When $D < 0$, all roots are real and unequal.

func cubicSolve(a: Double, b: Double, c: Double, d: Double, threshold: Double = 0.0001) -> [ComplexNumber] {
    // if not a cubic fall back to quadratic
    if a == 0 { return quadraticSolve(a: b, b: c, c: d) }
    var roots = [ComplexNumber]()

    let a_1 = b/a
    let a_2 = c/a
    let a_3 = d/a

    let q = (3*a_2 - pow(a_1, 2))/9
    let r = (9*a_1*a_2 - 27*a_3 - 2*pow(a_1, 3))/54

    let s = cbrt(r + sqrt(pow(q, 3)+pow(r, 2)))
    let t = cbrt(r - sqrt(pow(q, 3)+pow(r, 2)))

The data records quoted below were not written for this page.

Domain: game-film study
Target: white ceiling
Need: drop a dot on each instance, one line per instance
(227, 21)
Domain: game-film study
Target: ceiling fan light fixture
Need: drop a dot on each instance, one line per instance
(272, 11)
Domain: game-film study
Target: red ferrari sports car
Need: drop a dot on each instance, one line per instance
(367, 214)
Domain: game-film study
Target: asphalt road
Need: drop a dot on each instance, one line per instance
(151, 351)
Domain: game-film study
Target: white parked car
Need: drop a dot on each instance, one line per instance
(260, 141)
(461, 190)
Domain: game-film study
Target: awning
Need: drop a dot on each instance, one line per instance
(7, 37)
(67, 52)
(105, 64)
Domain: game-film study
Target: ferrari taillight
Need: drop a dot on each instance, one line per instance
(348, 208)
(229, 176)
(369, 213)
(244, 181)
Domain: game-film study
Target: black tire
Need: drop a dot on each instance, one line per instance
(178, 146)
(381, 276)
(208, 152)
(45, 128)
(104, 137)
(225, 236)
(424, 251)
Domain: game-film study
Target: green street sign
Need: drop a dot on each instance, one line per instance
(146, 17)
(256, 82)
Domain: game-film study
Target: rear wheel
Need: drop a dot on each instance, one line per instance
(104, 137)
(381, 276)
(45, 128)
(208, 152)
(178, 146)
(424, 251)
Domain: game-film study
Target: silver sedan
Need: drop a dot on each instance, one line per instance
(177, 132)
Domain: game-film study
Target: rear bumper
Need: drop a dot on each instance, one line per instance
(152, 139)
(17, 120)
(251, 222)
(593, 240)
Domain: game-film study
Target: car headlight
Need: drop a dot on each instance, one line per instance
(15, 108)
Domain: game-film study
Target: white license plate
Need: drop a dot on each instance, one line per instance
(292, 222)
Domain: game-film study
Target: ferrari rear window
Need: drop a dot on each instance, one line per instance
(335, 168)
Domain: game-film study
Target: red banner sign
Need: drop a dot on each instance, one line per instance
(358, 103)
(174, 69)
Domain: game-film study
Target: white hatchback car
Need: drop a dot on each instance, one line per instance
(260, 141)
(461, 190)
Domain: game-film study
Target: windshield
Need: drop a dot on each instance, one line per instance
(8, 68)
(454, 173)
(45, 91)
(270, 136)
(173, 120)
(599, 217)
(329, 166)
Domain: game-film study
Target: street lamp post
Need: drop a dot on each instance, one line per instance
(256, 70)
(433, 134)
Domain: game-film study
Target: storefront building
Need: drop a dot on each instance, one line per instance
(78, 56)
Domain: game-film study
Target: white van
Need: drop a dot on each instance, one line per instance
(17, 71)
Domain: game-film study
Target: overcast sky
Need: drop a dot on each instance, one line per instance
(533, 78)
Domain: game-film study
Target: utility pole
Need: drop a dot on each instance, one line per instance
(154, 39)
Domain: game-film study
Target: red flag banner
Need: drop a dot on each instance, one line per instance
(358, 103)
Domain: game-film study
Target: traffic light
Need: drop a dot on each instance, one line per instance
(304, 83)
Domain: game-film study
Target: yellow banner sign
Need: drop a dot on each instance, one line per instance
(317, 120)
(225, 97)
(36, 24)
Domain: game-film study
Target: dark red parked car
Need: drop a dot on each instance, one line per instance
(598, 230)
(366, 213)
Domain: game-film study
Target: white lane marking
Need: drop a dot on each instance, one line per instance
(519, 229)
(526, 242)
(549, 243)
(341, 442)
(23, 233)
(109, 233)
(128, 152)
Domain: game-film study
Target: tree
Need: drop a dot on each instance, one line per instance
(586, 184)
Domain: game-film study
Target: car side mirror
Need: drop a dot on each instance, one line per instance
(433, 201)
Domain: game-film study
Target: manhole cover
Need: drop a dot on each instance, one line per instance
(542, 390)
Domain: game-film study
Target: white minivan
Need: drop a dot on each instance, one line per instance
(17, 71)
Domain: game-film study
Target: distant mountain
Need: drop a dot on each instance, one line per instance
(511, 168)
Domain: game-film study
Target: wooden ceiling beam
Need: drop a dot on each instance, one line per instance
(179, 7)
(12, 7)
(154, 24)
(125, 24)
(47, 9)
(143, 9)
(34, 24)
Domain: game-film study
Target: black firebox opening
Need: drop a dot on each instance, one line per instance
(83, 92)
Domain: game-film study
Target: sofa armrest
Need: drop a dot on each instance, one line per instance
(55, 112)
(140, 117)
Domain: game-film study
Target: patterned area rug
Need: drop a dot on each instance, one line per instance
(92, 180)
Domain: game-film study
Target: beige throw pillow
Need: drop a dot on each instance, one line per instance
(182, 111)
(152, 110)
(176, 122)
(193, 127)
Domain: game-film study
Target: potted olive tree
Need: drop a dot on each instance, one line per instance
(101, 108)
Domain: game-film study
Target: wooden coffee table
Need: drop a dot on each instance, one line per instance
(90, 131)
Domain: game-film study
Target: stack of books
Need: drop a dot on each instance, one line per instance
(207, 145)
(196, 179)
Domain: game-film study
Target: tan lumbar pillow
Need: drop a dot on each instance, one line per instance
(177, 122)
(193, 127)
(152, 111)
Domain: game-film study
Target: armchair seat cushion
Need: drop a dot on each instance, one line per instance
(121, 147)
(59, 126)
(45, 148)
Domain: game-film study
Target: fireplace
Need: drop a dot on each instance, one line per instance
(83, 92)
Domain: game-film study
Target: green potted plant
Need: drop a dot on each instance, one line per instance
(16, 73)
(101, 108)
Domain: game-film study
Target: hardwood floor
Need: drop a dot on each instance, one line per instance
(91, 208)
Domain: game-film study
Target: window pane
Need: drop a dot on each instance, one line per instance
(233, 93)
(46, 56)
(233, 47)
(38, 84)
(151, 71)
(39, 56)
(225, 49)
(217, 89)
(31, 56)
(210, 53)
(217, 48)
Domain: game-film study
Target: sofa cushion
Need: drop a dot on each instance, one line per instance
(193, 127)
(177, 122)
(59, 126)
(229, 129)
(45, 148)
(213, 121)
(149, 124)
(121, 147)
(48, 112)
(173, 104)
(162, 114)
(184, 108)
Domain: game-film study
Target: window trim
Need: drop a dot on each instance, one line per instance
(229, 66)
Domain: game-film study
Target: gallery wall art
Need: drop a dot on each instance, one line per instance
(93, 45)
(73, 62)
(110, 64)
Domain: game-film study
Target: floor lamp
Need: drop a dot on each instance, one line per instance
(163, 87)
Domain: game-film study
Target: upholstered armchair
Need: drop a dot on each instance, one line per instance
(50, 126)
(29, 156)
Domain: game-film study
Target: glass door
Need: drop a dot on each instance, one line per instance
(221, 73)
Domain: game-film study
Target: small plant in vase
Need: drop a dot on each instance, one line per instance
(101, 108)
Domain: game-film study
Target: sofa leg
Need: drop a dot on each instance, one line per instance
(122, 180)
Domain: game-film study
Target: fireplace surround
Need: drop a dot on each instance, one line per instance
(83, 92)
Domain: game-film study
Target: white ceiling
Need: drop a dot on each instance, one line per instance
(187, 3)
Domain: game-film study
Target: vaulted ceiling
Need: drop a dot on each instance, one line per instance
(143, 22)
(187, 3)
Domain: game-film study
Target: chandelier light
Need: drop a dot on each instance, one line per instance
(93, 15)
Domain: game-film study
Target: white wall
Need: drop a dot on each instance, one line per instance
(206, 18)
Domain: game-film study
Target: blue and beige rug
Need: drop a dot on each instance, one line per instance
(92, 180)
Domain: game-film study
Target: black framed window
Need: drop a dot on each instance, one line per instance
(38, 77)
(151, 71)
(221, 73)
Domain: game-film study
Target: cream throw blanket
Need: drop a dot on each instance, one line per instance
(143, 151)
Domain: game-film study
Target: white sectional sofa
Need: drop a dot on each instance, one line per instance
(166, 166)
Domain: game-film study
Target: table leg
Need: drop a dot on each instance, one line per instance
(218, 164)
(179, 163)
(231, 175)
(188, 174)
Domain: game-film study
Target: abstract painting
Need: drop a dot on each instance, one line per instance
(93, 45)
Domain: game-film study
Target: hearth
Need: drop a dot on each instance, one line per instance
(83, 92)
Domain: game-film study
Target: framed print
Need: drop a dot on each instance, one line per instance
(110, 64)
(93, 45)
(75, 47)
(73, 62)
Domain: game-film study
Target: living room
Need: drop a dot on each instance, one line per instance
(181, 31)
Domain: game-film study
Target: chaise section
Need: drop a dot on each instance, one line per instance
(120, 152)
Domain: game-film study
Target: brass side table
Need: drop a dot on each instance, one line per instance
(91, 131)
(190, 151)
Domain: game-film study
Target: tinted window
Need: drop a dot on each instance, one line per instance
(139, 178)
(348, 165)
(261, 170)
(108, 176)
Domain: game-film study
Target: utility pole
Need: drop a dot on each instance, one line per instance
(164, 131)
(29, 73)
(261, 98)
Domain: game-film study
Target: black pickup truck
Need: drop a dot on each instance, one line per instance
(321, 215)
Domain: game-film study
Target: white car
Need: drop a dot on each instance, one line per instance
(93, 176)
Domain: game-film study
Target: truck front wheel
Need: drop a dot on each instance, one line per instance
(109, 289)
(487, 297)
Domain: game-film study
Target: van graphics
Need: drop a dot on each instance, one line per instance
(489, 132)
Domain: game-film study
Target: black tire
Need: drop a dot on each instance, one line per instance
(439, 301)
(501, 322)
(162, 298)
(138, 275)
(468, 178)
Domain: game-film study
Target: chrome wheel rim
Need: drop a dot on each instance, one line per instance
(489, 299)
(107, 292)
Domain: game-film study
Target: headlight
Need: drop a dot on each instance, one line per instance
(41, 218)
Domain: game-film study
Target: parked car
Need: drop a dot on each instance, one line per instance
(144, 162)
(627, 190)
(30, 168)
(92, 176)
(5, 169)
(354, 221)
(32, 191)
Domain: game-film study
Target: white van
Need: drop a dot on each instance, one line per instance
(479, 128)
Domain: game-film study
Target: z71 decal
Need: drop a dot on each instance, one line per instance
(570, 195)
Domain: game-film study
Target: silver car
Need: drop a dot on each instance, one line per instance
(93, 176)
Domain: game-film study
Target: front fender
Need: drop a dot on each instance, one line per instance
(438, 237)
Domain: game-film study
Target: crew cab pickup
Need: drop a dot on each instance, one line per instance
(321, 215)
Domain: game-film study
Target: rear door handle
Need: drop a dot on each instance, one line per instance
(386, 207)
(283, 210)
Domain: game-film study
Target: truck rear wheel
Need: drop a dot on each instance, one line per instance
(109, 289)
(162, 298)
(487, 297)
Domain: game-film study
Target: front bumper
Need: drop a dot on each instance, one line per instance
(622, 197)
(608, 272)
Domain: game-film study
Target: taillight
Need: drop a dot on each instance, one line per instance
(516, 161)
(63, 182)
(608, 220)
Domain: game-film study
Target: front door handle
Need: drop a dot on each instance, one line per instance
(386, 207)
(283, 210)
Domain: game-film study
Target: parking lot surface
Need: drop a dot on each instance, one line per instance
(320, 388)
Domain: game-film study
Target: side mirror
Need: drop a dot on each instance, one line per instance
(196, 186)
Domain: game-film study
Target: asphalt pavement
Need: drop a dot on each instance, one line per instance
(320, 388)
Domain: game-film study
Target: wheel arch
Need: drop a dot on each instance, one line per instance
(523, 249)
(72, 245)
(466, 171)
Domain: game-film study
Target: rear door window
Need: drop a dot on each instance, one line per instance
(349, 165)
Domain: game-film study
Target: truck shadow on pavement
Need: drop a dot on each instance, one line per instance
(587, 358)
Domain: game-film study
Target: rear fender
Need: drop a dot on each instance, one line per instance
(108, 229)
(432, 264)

    var d = pow(q, 3) + pow(r, 2) // discriminant

    // Check if d is within the zero threshold
    if -threshold < d && d < threshold { d = 0 }
    if d > 0 {
        let x_1 = ComplexNumber(s + t - (1/3)*a_1)
        let x_2 = ComplexNumber(-(1/2)*(s+t) - (1/3)*a_1,  (1/2)*sqrt(3)*(s - t))
        let x_3 = ComplexNumber(-(1/2)*(s+t) - (1/3)*a_1,  -(1/2)*sqrt(3)*(s - t))
        roots = [x_1, x_2, x_3]
    } else if d <= 0 {
        let theta = acos(r/sqrt(-pow(q, 3)))
        let x_1 = ComplexNumber(2*sqrt(-q)*cos((1/3)*theta) - (1/3)*a_1)
        let x_2 = ComplexNumber(2*sqrt(-q)*cos((1/3)*theta + 2*Double.pi/3) - (1/3)*a_1)
        let x_3 = ComplexNumber(2*sqrt(-q)*cos((1/3)*theta + 4*Double.pi/3) - (1/3)*a_1)
        roots = [x_1, x_2, x_3]
    return roots

Things To Remember

The threshold value is used to clamp the discriminant to 0 so that the cubic and quadratic solvers will follow the correct path, without it real solutions end up having a non zero imaginary part.

These solvers aren’t perfect and Im sure someone can find more features or optimizations. I just wanted to make a good base to work from that is not to complicated to deconstruct or understand.